Selene turned the boat around and headed back upriver, winding in the direction of the Green Impact encampment. As they approached, she shut off the Zodiac's motor and drifted, turning into a small cano, brushing past reeds. She startled a cluster of small yellow frogs, which plopped and splashed into the brownish water.

"This isn't the way back," Keene said.

She smiled at him. "You have a good memory. This is a special side trip just for you and me."

She took the black rubber raft as far as the little stream would allow, then beached it in the mud. When she climbed out, the soft ground squished under her boots. "We're just a stone's throw from the camp. This is my retreat. No one else knows about it."

She reached back to take Joshua's hand. After he climbed out of the boat, she didn't release it, but led him through the grasses to a little dry patch, a hummock raised above the water level and filled with flowers and sweet grasses. Small birds fluttered and twittered, as if incensed at the human intrusion into what appeared to be a perfect, cozy meadow in the middle of the Orinoco Delta.

Selene took his other hand. Keene found himself helpless, as if his grip had turned to water. Her faded, loose shirt hung partially open. She raised his hand and slid it between the opening in her shirt, cupping it against her left breast. Keene tried to reclaim his hand. She pressed it tighter and he felt her nipple stiffen.

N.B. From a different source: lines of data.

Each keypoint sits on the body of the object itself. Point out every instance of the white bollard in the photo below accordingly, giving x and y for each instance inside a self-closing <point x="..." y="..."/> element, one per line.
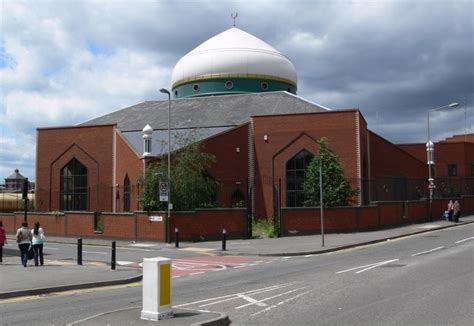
<point x="156" y="289"/>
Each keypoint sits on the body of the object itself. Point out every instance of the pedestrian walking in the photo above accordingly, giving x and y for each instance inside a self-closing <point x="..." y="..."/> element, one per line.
<point x="37" y="241"/>
<point x="23" y="238"/>
<point x="3" y="240"/>
<point x="450" y="210"/>
<point x="456" y="211"/>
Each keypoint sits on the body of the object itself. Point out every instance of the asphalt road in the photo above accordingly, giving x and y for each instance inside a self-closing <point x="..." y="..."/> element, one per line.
<point x="425" y="279"/>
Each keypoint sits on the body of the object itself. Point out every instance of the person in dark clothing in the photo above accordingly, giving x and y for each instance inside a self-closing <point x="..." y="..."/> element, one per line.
<point x="23" y="238"/>
<point x="3" y="240"/>
<point x="37" y="242"/>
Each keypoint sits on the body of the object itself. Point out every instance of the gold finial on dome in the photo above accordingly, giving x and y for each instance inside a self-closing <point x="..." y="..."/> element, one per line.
<point x="234" y="16"/>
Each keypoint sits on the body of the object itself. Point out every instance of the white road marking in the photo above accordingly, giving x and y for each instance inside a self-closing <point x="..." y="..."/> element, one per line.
<point x="252" y="300"/>
<point x="196" y="273"/>
<point x="463" y="240"/>
<point x="272" y="297"/>
<point x="280" y="303"/>
<point x="238" y="295"/>
<point x="377" y="265"/>
<point x="232" y="296"/>
<point x="95" y="252"/>
<point x="427" y="251"/>
<point x="367" y="267"/>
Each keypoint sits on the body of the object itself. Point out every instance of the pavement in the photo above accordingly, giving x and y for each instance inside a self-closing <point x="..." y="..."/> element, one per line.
<point x="64" y="275"/>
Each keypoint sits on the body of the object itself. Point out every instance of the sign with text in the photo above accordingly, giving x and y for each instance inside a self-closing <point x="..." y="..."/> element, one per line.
<point x="155" y="218"/>
<point x="163" y="191"/>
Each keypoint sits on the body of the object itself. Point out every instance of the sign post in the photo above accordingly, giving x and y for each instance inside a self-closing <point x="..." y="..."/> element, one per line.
<point x="163" y="191"/>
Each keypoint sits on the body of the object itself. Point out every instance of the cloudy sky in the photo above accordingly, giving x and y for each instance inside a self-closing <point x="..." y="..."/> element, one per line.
<point x="63" y="62"/>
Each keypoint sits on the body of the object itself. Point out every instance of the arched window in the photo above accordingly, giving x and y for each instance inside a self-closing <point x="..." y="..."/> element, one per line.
<point x="237" y="198"/>
<point x="126" y="194"/>
<point x="295" y="173"/>
<point x="73" y="189"/>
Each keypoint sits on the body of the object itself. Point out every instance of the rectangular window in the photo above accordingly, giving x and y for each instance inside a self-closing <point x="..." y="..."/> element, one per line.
<point x="452" y="170"/>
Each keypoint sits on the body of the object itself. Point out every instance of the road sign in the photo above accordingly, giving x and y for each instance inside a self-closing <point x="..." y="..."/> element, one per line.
<point x="163" y="191"/>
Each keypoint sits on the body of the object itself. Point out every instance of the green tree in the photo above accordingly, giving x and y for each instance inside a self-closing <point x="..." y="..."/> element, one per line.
<point x="337" y="190"/>
<point x="191" y="184"/>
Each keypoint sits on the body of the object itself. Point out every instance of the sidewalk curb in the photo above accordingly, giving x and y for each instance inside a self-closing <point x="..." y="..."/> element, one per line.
<point x="62" y="288"/>
<point x="222" y="320"/>
<point x="355" y="245"/>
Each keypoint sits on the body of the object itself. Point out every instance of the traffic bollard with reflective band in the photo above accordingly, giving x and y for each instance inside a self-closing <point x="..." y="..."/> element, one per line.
<point x="156" y="291"/>
<point x="176" y="237"/>
<point x="113" y="260"/>
<point x="79" y="251"/>
<point x="224" y="238"/>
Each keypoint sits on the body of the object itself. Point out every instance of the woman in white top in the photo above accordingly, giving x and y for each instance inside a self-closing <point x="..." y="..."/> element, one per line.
<point x="23" y="238"/>
<point x="37" y="242"/>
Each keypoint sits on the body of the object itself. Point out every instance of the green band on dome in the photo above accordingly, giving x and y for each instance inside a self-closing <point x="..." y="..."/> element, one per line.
<point x="230" y="85"/>
<point x="232" y="76"/>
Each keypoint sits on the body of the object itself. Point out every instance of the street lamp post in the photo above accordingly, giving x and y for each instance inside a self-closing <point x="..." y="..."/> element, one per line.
<point x="430" y="151"/>
<point x="165" y="91"/>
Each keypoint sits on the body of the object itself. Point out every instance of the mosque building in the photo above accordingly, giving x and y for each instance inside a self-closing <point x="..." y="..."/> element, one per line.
<point x="238" y="95"/>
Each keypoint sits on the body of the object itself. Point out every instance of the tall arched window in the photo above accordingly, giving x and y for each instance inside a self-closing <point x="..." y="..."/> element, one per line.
<point x="126" y="194"/>
<point x="295" y="173"/>
<point x="73" y="189"/>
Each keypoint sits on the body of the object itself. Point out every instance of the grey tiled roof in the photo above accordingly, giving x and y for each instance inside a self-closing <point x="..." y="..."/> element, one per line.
<point x="203" y="112"/>
<point x="160" y="138"/>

"Don't pull away," Selene said. "Feel my skin, feel my heart pumping, the blood beneath my flesh. I'mreal, Joshua Keene, just as everything I have told you is real."

"Why me?" he asked.

"I'm not sure," she said. "Maybe it's just that I've been in the jungle for too long."

"What about the men in your group?"

"I'm their leader," she said. "It's tough enough for them to obey a woman without any other...

complications."

"I've wanted you since the moment I saw you," Keene said. "Even when I thought you were the enemy."

She took his face in her hands and kissed him, gently at first, then with increasing passion. "I have wanted you too, Joshua Keene," she said. "I could love you, I think."

They undressed each other slowly, taking turns, one article at a time. Then they made love in the soft grass under the open tropical sky, laughing as the bugs flew around and the grass tickled and scratched their naked skin.

Keene's body still felt tired and a little shaky, but enough of his wounds had healed. He lay beside Selene, watching the glow of the sun as it filtered through the overhanging branches, slipping toward afternoon and the western horizon. He wanted to stay this way, without cares, ignoring the future, but he could not remain in an endless present. He knew he had other obligations to face, and decisions to make.

Looking up into the knitted tree branches that formed a canopy overhead, feeling Selene warm beside him but not looking into her captivating eyes, Joshua said, "I meant it."

She propped herself up on one elbow, looking at him, but he continued to stare upward. She stroked his chest. "What was it you meant?"

He sat up and faced her in the rapidly diminishing light. "I'll help you shut down theValhalla platform."